Managing Complexity of Large/Ultra Large Software System (SLIM)

	Managing Complexity of Large/Ultra Large Software System (SLIM)
	Infosys sponsored research

SLIM Home > Published papers

About Infosys - SETLabs

"Metrics for Analyzing Module Interactions in Large Software Systems" -
Santonu Sarkar, Avinash C Kak, N S. Nagaraja
Published in IEEE APSEC 2005

Abstract: We present a new set of metrics for analyzing the interaction between the modules of a large software system. We believe that these metrics will be important to any automatic or semi-automatic code modularization algorithm. The metrics are based on the rationale that code partitioning should be based on the principle of similarity of service provided by the different functions encapsulated in a module. Although module interaction metrics are necessary for code modularization, in practice they must be accompanied by metrics that measure other important attributes of how the code is partitioned into modules. These other metrics, dealing with code properties such as the approximate uniformity of module sizes, conformance to any size constraints on the modules, etc., are also included in the work presented here., To give the reader some insight into the workings of our metrics, this paper also includes some results obtained by applying the metrics to the body of code that constitutes the open-source Apache HTTP server. We apply our metrics to this code as packaged by the developers of the software and to the other partially and fully randomized versions of the code.

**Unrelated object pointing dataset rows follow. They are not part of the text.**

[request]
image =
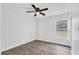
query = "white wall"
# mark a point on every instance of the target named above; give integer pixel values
(47, 29)
(0, 28)
(17, 27)
(75, 23)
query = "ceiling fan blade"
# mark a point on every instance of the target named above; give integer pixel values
(30, 11)
(42, 14)
(34, 6)
(44, 9)
(35, 14)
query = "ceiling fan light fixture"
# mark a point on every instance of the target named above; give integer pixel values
(37, 13)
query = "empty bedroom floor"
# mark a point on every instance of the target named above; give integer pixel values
(38, 47)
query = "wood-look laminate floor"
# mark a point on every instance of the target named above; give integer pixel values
(38, 47)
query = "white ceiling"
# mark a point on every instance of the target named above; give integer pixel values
(53, 8)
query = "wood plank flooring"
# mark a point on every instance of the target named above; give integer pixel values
(38, 47)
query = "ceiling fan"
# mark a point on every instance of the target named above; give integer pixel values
(37, 10)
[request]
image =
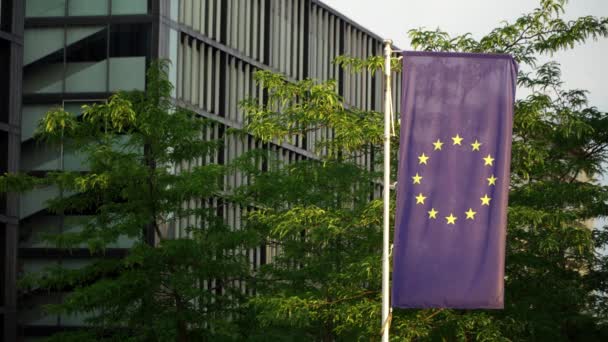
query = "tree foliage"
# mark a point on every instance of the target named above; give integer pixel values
(145, 181)
(324, 284)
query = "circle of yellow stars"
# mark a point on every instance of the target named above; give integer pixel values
(423, 159)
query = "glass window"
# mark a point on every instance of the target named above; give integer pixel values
(86, 56)
(6, 14)
(87, 7)
(129, 46)
(5, 68)
(3, 166)
(43, 60)
(44, 8)
(129, 7)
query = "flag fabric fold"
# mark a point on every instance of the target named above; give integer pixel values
(453, 178)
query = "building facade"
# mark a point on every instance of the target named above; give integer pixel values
(66, 53)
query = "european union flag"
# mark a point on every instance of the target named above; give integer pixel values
(455, 152)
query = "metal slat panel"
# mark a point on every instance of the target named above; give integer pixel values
(187, 12)
(203, 16)
(196, 15)
(234, 27)
(180, 67)
(247, 27)
(195, 74)
(187, 70)
(202, 76)
(255, 13)
(242, 29)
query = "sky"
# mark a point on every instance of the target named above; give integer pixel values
(584, 67)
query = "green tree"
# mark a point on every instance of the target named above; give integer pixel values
(146, 177)
(324, 284)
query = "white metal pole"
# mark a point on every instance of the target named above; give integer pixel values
(386, 192)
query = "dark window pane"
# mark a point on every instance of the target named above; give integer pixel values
(128, 40)
(129, 47)
(129, 7)
(6, 9)
(86, 55)
(5, 67)
(3, 166)
(44, 8)
(87, 7)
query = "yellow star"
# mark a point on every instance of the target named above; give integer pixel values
(488, 160)
(437, 145)
(422, 159)
(485, 200)
(470, 214)
(420, 199)
(492, 180)
(476, 145)
(457, 140)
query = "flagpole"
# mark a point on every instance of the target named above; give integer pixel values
(386, 193)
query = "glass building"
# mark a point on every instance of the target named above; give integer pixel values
(66, 53)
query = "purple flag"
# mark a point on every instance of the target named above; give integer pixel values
(454, 158)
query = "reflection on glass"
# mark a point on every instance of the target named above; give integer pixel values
(86, 56)
(43, 61)
(44, 8)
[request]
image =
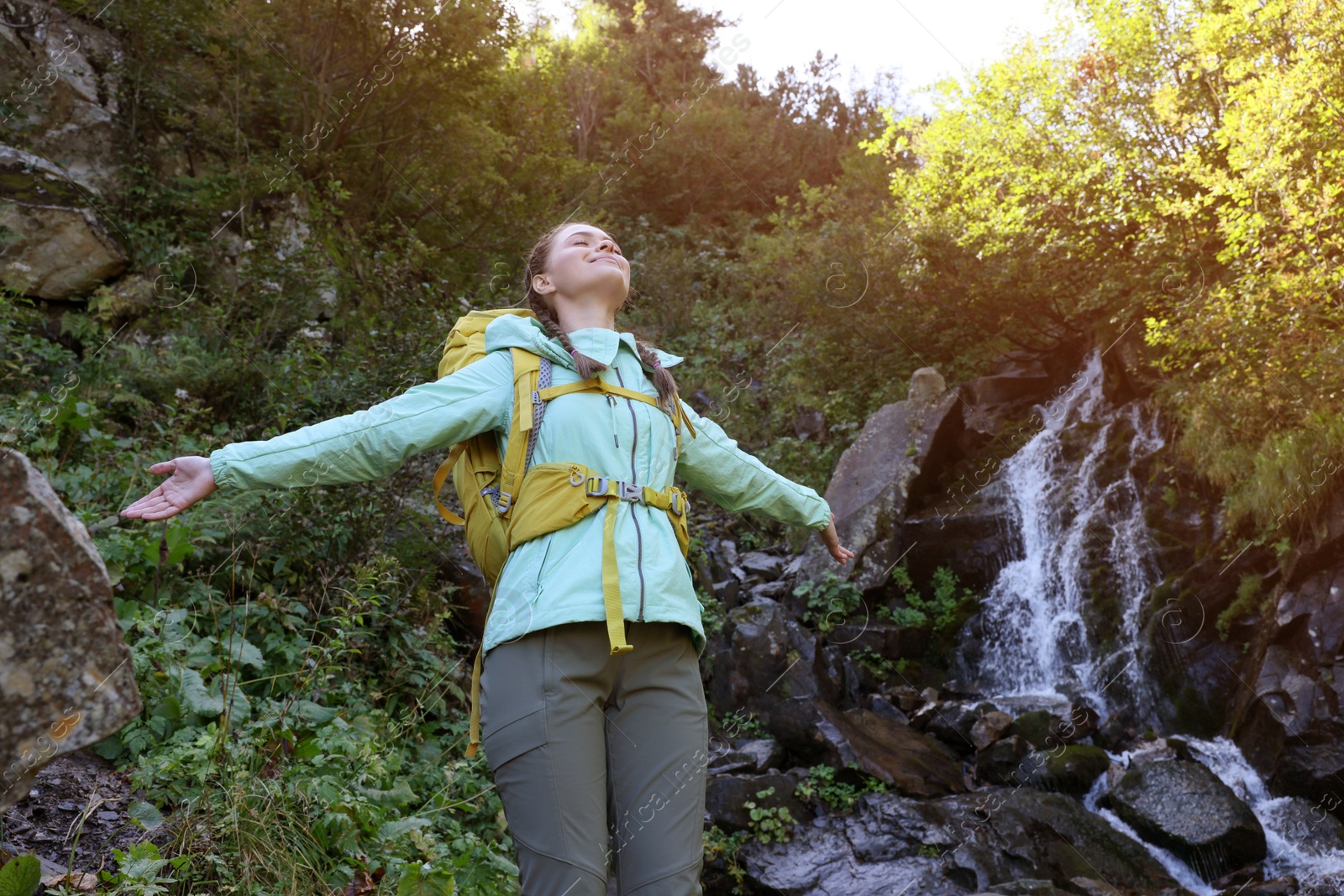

A Method for Detecting and Measuring Architectural Layering Violations in Source Code
Santonu Sarkar, Girish Maskeri Rama, Shubha R
Published in IEEE APSEC 2006

Abstract: The layered architecture pattern has been widely adopted by the developer community in order to build large software systems. The layered organization of software modules offers a number of benefits such as reusability, changeability and portability to those who are involved in the development and maintenance of such software systems. But in reality as the system evolves over time, rarely does the actual source code of the system conform to the conceptual horizontal layering of modules. This in turn results in a significant degradation of system maintainability. In order to re-factor such a system to improve its maintainability, it is very important to discover, analyze and measure violations of layered architecture pattern. In this paper we propose a technique to discover such violations in the source code and quantitatively measure the amount of non-conformance to the conceptual layering. The proposed approach evaluates the extent to which the module dependencies across layers violate the layered architecture pattern. In order to evaluate the accuracy of our approach, we have applied this technique to discover and analyze such violations to a set of open source applications and a proprietary business application by taking the help of domain experts wherever possible.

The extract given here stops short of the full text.